Compute $B(\tau)$ and $\ln A(\tau)$ with $\theta - \sigma^2/(2\alpha^2) = 0.05 - 0.000225/0.18 = 0.05 - 0.00125 = 0.04875$.

$P(0,1)$: $B(1) = (1-e^{-0.3})/0.3 = 0.2592/0.3 = 0.8640$.

\[ \ln A(1) = 0.04875 \times (0.864 - 1) - \frac{0.000225}{1.2} \times 0.864^2 = 0.04875(-0.136) - 0.0001875(0.7465) \]
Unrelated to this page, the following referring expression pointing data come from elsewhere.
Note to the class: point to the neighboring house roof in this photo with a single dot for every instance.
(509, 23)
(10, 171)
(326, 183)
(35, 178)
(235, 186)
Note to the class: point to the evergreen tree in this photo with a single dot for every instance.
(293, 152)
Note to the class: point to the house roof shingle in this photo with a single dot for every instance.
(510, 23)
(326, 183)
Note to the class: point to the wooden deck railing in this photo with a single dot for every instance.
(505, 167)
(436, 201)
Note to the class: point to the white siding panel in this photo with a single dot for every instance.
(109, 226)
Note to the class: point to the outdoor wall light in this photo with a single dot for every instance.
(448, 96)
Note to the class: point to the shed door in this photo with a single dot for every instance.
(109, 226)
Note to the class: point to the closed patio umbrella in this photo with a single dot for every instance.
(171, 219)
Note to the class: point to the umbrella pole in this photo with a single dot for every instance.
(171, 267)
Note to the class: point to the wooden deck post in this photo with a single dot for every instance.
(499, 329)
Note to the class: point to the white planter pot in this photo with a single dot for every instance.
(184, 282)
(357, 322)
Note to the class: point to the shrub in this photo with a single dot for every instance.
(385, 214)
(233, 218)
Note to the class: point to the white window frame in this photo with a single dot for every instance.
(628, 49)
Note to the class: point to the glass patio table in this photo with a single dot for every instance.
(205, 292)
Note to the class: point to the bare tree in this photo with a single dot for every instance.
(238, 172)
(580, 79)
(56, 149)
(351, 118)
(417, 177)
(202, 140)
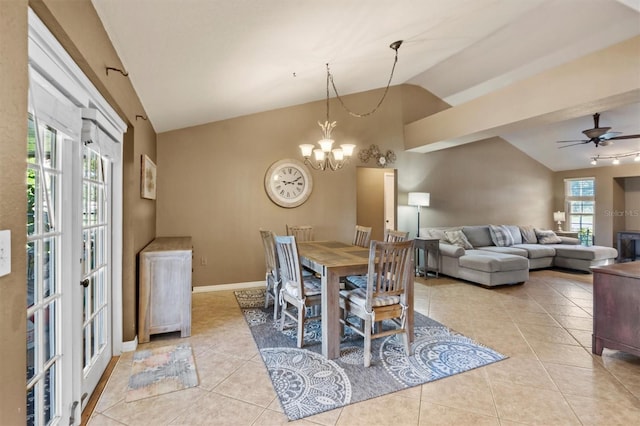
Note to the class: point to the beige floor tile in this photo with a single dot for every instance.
(215, 367)
(532, 406)
(575, 323)
(590, 382)
(562, 354)
(547, 334)
(161, 409)
(433, 414)
(468, 391)
(219, 410)
(547, 379)
(249, 383)
(603, 412)
(521, 371)
(385, 410)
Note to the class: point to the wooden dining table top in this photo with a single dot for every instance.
(332, 253)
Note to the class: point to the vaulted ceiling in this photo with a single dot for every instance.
(198, 61)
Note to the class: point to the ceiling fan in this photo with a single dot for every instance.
(598, 135)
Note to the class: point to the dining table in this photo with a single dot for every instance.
(332, 260)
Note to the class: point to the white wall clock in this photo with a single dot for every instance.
(288, 183)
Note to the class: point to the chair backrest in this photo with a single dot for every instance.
(390, 270)
(362, 236)
(289, 262)
(270, 259)
(391, 235)
(301, 232)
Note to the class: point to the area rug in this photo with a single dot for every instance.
(307, 383)
(161, 370)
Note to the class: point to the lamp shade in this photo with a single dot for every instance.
(420, 199)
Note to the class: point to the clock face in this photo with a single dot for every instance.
(288, 183)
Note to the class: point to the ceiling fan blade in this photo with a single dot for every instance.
(610, 135)
(624, 137)
(567, 146)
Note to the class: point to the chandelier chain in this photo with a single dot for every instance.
(355, 114)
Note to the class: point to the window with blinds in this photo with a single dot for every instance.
(581, 204)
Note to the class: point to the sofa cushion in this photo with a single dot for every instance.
(458, 238)
(515, 233)
(433, 233)
(586, 252)
(537, 251)
(478, 236)
(493, 262)
(500, 235)
(528, 235)
(451, 250)
(547, 237)
(506, 250)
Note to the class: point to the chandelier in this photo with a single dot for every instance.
(326, 157)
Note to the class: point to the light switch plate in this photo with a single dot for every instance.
(5, 252)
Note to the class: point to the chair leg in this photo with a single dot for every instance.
(301, 314)
(276, 305)
(283, 309)
(367, 342)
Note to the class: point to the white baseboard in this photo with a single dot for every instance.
(223, 287)
(130, 346)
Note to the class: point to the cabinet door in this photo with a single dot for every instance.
(167, 281)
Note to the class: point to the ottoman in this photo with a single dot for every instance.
(491, 268)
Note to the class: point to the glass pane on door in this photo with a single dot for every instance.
(44, 293)
(95, 268)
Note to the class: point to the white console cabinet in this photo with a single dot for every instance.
(165, 287)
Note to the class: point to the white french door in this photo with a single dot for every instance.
(73, 231)
(95, 310)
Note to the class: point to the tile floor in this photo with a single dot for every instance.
(544, 326)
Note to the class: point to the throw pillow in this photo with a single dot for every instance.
(458, 238)
(528, 235)
(500, 236)
(547, 237)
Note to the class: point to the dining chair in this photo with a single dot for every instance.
(362, 236)
(392, 235)
(301, 232)
(298, 291)
(272, 277)
(360, 281)
(384, 300)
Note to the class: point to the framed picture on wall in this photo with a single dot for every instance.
(148, 178)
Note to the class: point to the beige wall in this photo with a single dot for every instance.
(76, 25)
(610, 198)
(13, 208)
(211, 181)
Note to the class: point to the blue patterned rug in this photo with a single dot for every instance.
(307, 383)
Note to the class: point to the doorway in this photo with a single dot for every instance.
(376, 199)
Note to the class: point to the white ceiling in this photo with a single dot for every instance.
(198, 61)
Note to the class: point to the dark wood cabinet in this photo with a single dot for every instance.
(616, 308)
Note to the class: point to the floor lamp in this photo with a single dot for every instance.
(419, 199)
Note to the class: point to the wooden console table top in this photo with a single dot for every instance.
(627, 269)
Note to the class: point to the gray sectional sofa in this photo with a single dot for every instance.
(503, 254)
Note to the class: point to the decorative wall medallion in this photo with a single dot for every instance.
(381, 159)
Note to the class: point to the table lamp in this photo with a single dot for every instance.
(559, 218)
(419, 199)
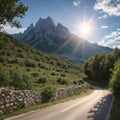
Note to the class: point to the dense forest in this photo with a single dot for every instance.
(105, 68)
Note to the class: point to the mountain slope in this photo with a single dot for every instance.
(14, 55)
(57, 39)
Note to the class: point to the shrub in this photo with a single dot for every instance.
(20, 81)
(75, 82)
(29, 64)
(4, 80)
(48, 94)
(35, 74)
(63, 75)
(42, 80)
(62, 81)
(115, 79)
(53, 74)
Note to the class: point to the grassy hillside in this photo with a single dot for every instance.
(39, 66)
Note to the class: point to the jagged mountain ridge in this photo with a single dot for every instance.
(57, 39)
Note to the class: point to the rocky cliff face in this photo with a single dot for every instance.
(52, 38)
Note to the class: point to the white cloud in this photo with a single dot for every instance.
(108, 7)
(13, 30)
(76, 3)
(104, 26)
(112, 40)
(103, 16)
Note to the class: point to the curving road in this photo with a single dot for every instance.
(95, 106)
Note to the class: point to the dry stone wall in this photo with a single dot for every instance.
(12, 100)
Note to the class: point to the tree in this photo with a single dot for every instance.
(9, 11)
(115, 79)
(20, 81)
(4, 79)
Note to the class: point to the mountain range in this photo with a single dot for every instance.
(46, 36)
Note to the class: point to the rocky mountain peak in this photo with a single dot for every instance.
(62, 31)
(44, 24)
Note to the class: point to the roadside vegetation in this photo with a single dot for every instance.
(104, 70)
(22, 67)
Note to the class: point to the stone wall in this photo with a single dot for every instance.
(11, 100)
(62, 92)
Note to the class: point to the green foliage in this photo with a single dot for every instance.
(4, 79)
(19, 80)
(62, 81)
(9, 11)
(98, 67)
(48, 94)
(42, 80)
(115, 79)
(22, 59)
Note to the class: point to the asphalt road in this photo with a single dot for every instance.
(95, 106)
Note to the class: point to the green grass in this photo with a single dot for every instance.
(115, 113)
(16, 55)
(35, 107)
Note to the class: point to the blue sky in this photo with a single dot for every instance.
(102, 15)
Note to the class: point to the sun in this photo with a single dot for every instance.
(85, 28)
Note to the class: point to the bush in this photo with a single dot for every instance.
(42, 80)
(20, 81)
(63, 75)
(48, 94)
(62, 81)
(29, 64)
(53, 74)
(35, 74)
(75, 82)
(115, 79)
(4, 80)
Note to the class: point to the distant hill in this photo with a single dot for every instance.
(41, 67)
(57, 39)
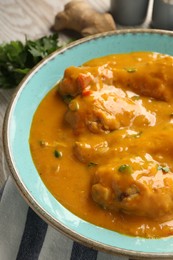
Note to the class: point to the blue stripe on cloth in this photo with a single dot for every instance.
(1, 190)
(80, 252)
(33, 237)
\[ = -0.00663 - 0.000140 = -0.00677 \]

\[ P(0,1) = e^{-0.00677 - 0.864 \times 0.04} = e^{-0.04133} = 0.9595 \]

$P(0,5)$: $B(5) = (1 - e^{-1.5})/0.3 = 0.7769/0.3 = 2.590$.
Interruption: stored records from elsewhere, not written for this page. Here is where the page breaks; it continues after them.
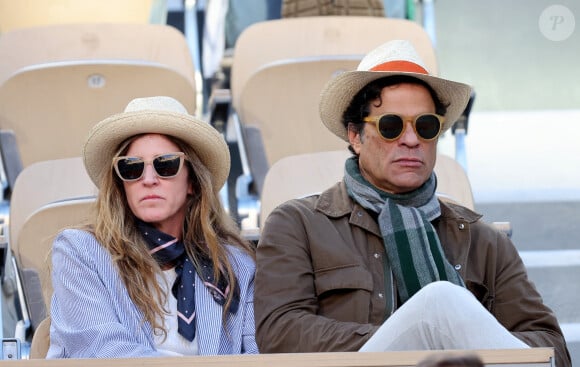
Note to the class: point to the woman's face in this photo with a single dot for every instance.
(159, 201)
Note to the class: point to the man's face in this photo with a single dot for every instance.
(404, 164)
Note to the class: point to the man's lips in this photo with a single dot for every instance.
(409, 161)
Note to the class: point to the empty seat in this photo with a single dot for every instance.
(38, 210)
(30, 13)
(309, 174)
(322, 36)
(281, 100)
(154, 43)
(51, 107)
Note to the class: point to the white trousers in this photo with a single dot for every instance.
(441, 316)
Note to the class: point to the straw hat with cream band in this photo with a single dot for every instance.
(397, 57)
(157, 115)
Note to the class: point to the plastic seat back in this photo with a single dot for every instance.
(155, 43)
(30, 13)
(291, 125)
(309, 174)
(319, 36)
(52, 107)
(39, 208)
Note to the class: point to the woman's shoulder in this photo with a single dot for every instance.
(78, 240)
(240, 259)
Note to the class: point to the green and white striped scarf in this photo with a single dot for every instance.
(411, 243)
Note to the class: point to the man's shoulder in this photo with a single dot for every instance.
(454, 211)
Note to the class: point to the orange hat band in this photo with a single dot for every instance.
(404, 66)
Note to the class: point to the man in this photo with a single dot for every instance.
(377, 262)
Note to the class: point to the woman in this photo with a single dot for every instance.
(160, 268)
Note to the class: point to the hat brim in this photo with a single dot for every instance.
(339, 92)
(105, 138)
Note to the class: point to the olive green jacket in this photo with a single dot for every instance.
(322, 283)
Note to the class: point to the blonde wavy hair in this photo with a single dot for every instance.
(207, 227)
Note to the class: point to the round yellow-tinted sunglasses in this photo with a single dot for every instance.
(391, 126)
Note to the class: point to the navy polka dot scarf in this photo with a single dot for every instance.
(167, 249)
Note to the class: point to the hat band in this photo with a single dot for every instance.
(404, 66)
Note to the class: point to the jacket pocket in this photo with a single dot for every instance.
(344, 293)
(343, 277)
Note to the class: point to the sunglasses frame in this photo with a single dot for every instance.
(116, 160)
(376, 119)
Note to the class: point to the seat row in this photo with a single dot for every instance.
(80, 73)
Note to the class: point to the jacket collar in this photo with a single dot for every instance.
(335, 202)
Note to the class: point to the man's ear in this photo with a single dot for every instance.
(354, 138)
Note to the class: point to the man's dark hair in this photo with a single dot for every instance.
(359, 107)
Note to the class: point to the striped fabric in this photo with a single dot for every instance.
(411, 243)
(92, 315)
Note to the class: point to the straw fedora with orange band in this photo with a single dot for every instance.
(155, 115)
(397, 57)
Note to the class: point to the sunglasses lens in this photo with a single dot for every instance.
(428, 126)
(390, 126)
(130, 168)
(167, 165)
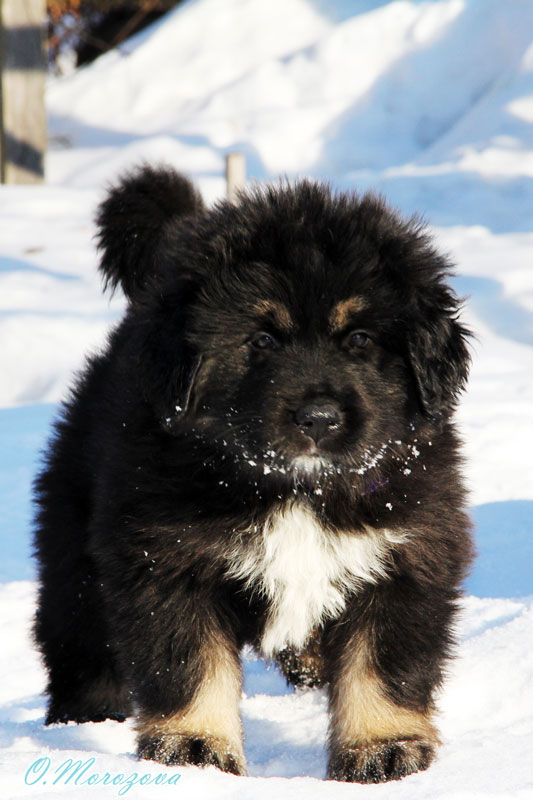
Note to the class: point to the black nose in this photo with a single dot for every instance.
(318, 418)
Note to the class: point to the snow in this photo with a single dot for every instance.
(428, 101)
\[ \ln A(5) = 0.04875(2.590 - 5) - 0.0001875 \times 6.708 = 0.04875(-2.410) - 0.001258 \]

\[ = -0.11749 - 0.001258 = -0.11874 \]

\[ P(0,5) = e^{-0.11874 - 2.590 \times 0.04} = e^{-0.11874 - 0.10360} = e^{-0.22234} = 0.8008 \]

$P(0,10)$: $B(10) = (1 - e^{-3})/0.3 = 0.9502/0.3 = 3.1674$.

\[ \ln A(10) = 0.04875(3.1674 - 10) - 0.0001875 \times 10.033 = 0.04875(-6.833) - 0.001881 \]

\[ = -0.33308 - 0.001881 = -0.33496 \]

\[ P(0,10) = e^{-0.33496 - 3.1674 \times 0.04} = e^{-0.33496 - 0.12670} = e^{-0.46166} = 0.6301 \]

Case 2: $\lambda = 0.1$. The risk-neutral parameters become $\alpha^{\mathbb{Q}} = \alpha = 0.3$ (unchanged if $\lambda$ modifies only the drift level) and the risk-neutral drift is $\alpha(\theta - r) - \sigma\lambda = 0.3(0.05 - r) - 0.015 \times 0.1 = 0.3(0.05 - r) - 0.0015$. Effectively, $\theta^{\mathbb{Q}} = \theta - \sigma\lambda/\alpha = 0.05 - 0.015 \times 0.1/0.3 = 0.05 - 0.005 = 0.045$.

Recomputing with $\theta^{\mathbb{Q}} = 0.045$, $\theta^{\mathbb{Q}} - \sigma^2/(2\alpha^2) = 0.045 - 0.00125 = 0.04375$:

$P(0,1)$: $\ln A(1) = 0.04375(-0.136) - 0.000140 = -0.005950 - 0.000140 = -0.006090$.

\[ P(0,1) = e^{-0.006090 - 0.03456} = e^{-0.04065} = 0.9602 \]

$P(0,5)$: $\ln A(5) = 0.04375(-2.410) - 0.001258 = -0.10544 - 0.001258 = -0.10670$.

\[ P(0,5) = e^{-0.10670 - 0.10360} = e^{-0.21030} = 0.8104 \]

$P(0,10)$: $\ln A(10) = 0.04375(-6.833) - 0.001881 = -0.29894 - 0.001881 = -0.30082$.

\[ P(0,10) = e^{-0.30082 - 0.12670} = e^{-0.42752} = 0.6523 \]

Comparison:

Maturity	$P$ ($\lambda=0$)	$P$ ($\lambda=0.1$)
1Y	0.9595	0.9602
5Y	0.8008	0.8104
10Y	0.6301	0.6523

Bond prices are higher with $\lambda = 0.1$. This is because the positive market price of risk lowers the risk-neutral long-run mean from $\theta = 5\%$ to $\theta^{\mathbb{Q}} = 4.5\%$, so under $\mathbb{Q}$ rates are expected to be lower, producing less discounting and higher bond prices. The effect grows with maturity because longer bonds accumulate more benefit from the lower risk-neutral drift.